At the end of September, the Covid Universal Credit boost of £20 a week will be removed. Confirmed by work and pensions secretary Thérèse Coffey, the Tories have been undeterred by pervasive public and cross-party opposition to the move.
Before the planned withdrawal, Coffey expressed to a committee of MPs that she would be penning a letter to all 6 million Universal Credit claimants, informing them that they would see an “adjustment in their payments”.
As households endure increasing inflation and the prospect of higher unemployment this autumn, the government, which asserts the uplift will no longer be needed as the economy opens up, is endangering working class families’ living standards.
Boris Johnson subsequently confirmed the move, notifying MPs that as restrictions from Covid eased, his intent was to concentrate on pushing people into higher-income jobs. “As we move beyond that, we have to have a different emphasis, and the emphasis has to be on getting people into work and getting people into jobs. That’s what we’re doing,” he told the Commons Liaison Committee, which gathers chairs from assorted subject-specific committees.
Ending the boost would leave unemployed benefits at the lowest level in real terms for three decades, and drive 500,000 people below the poverty line.
Coffey’s remarks are the first time the government has categorically confirmed its aim, planned in the budget in March, to shave off basic Universal Credits to pre-Covid levels in the autumn, indicating the Treasury has won the battle against continuing the uplift.
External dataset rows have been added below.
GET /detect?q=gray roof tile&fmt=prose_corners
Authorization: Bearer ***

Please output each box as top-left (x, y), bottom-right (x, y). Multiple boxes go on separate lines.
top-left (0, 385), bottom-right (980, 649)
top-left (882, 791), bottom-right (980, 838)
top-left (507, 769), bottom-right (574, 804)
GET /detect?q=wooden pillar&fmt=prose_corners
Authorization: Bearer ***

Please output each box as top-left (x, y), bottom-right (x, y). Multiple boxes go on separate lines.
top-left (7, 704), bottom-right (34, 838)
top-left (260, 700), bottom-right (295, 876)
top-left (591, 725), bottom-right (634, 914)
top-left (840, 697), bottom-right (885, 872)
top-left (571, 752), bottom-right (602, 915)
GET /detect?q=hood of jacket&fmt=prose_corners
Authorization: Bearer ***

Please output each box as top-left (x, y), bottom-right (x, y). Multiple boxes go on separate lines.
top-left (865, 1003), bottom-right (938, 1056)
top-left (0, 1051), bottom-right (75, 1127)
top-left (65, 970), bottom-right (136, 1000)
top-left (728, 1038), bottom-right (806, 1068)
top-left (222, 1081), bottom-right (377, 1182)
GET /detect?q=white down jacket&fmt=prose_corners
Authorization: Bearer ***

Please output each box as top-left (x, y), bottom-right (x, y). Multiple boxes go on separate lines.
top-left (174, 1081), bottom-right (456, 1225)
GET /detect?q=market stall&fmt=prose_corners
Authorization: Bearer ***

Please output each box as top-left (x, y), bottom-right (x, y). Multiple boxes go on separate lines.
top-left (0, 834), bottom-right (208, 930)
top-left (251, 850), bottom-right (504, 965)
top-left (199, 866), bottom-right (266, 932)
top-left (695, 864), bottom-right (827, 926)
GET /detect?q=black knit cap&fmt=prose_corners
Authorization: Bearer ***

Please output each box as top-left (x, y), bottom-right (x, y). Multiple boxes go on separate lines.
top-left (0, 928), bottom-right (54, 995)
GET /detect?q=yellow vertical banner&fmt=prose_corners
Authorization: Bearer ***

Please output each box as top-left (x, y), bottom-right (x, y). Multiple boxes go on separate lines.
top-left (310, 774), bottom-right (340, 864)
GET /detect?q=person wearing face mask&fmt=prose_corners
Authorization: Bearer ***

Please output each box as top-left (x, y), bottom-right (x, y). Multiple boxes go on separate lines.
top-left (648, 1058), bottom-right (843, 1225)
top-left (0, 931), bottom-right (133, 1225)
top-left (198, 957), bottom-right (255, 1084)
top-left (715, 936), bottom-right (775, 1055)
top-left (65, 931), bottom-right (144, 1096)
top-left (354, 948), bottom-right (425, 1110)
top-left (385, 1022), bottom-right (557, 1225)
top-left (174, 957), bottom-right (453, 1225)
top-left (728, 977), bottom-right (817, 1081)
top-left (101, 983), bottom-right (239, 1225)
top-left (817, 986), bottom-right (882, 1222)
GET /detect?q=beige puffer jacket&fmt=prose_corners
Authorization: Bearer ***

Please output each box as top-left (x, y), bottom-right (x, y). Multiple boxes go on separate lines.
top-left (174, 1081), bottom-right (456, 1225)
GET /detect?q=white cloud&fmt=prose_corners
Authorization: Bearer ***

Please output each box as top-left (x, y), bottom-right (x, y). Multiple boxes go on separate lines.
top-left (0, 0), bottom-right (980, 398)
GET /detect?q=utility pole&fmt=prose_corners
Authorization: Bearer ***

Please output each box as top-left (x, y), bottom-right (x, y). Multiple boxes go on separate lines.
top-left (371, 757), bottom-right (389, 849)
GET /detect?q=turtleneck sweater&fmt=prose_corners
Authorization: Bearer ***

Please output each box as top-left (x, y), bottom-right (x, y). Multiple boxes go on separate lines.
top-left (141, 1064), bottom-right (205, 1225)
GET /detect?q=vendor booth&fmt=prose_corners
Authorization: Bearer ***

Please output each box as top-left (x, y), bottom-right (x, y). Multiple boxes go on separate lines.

On Wednesday (7 July), Coffey told MPs the government had honoured its pledge to prolong the uplift for six months. She said that the target of DWP assistance “should be strongly on getting people into work and jobs” now that the economy was opening up.
The notion that families should avoid poverty by getting better-paid jobs illuminates the government’s policy of limiting trade-unionist thought in working class families and sowing the idea that certain work isn’t deserving of a living wage. This cloaks the ongoing exploitation of the working class for the benefit of the ruling classes, revealing why the majority of supermarket workers, who are clearly vital to the functioning of society, do not earn a living wage, to name just one example. In addition to this, supermarket workers have to claim benefits worth billions of pounds every year to survive and eight in 10 supermarkets still pay women less than men. Evidently, the system is not concerned with human need but rather how much profit it can make.
At the first sign of coronavirus-related economic trouble, the Tory government mobilised billions of pounds to support their friends in useless contracts but have done the bare minimum to help impoverished communities, in fact using every opportunity to repress the working class further.
With the cost of living increasing, unemployment rising and benefits reducing, the workforce is being forced to accept wages below the cost of living to drive up the relative surplus value of commodities. Capitalists have always and will always turn to increasing exploitation to avoid diminishing profits. It’s time the working class fights back.